Understanding the mechanisms of polarization and patterning of cells, tissues and organs is a central goal for developmental biologists. Embryos of angiosperms develop when they are still enclosed in the maternal tissue, which renders cellular, molecular and physiological analyses a technical challenge. In contrast, embryogenesis of oogamous brown algae has contributed considerably during more than a century to the study of early patterning and differentiation in plant systems as it has important advantages. Harvesting eggs and sperm is easy and leads to large populations of synchronous developing cells outside of the maternal tissue. Moreover, the large size of the eggs makes visualization of the internal structures and experimental manipulation of the zygotes more easy. Nowadays brown algae are of special interest, because they are one of the only three eukaryotic lineages besides the Viridiplantae and animals which have independently evolved a complex parenchymatous multicellular growth mode, involving meristems dividing in three dimensions.
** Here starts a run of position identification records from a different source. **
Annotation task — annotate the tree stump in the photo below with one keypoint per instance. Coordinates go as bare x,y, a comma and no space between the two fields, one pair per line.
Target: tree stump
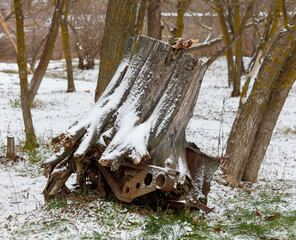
10,147
135,135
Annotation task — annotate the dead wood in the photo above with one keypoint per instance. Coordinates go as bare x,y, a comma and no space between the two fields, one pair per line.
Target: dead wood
140,119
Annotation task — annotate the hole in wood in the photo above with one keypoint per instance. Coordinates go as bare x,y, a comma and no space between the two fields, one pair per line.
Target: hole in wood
148,179
160,181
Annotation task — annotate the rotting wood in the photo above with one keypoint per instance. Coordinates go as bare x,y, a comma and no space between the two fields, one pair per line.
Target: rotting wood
136,128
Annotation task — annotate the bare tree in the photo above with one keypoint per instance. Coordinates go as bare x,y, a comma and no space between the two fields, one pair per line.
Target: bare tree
22,65
48,50
67,49
256,118
119,26
182,6
154,19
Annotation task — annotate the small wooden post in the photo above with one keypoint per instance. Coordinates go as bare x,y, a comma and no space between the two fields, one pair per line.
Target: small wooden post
10,147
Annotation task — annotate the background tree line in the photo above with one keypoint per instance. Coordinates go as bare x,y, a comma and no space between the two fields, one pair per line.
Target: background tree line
101,29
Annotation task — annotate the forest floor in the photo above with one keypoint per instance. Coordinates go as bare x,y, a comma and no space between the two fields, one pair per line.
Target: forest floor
265,210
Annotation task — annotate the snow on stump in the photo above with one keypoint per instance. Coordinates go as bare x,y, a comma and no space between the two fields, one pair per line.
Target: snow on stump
133,140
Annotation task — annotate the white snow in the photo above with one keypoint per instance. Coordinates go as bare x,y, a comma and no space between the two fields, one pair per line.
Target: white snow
21,203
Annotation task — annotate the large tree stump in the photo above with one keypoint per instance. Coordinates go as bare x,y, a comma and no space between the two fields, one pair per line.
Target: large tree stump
139,120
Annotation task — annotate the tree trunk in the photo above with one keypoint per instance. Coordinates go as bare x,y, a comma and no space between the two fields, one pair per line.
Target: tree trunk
154,17
78,47
48,50
278,96
181,9
22,65
237,52
285,14
226,39
139,121
140,17
119,26
256,118
67,49
36,53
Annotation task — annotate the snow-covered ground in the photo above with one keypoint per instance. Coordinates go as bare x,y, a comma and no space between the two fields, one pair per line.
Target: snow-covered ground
22,212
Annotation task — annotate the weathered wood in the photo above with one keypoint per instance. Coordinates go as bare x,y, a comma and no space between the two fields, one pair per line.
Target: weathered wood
141,117
10,147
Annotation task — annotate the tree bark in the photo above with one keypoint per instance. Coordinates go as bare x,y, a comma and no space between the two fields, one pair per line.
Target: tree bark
119,26
237,52
248,130
154,17
140,17
47,52
277,99
140,119
67,48
182,6
226,39
22,65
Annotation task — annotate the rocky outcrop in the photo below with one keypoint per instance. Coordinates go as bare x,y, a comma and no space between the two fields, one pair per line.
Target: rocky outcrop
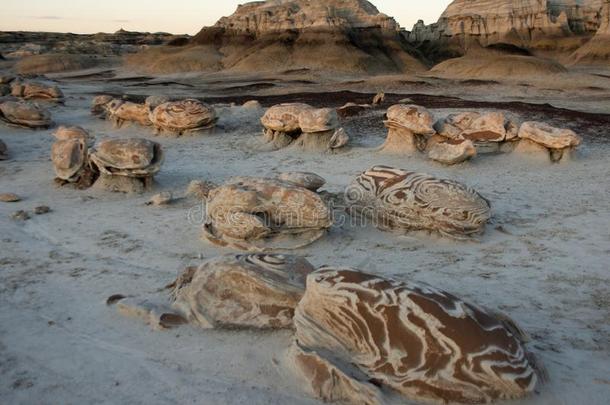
531,24
597,50
281,35
360,337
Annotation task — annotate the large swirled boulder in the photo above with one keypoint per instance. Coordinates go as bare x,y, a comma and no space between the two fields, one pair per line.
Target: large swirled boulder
400,200
126,165
253,290
121,111
179,117
24,114
360,337
408,128
36,91
250,213
538,137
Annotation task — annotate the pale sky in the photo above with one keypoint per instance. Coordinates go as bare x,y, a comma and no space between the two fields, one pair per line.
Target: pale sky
176,16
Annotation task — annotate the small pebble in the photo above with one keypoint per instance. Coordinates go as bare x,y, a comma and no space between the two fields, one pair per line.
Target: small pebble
9,197
21,215
43,209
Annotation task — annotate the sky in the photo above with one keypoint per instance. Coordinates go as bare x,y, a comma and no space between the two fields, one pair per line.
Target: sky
175,16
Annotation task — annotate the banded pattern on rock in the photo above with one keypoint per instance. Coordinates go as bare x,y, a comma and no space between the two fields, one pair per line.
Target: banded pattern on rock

The model species used mostly belong to the genera Fucus and Silvetia. The difficulty of culturing these fucoid algae under laboratory conditions throughout their life cycle leads to the inevitable loss of any isolated mutant and impedes extensive use of genetics in this line of developmental research. In contrast, the oogamous parenchymatous Dictyota dichotoma has been cultured for decades. Our research aims to get deeper insights in the polarization mechanisms and the evolvability of early development in plant systems using Dictyota as our model system. The choice of Dictyota opens up the perspective to apply genomics, transcriptomics and genetic analyses.
We are currently studying the polarization process producing the apical-basal pattern of zygotes of Dictyota dichotoma in order to compare with the embryology of fucoid algae and other model systems.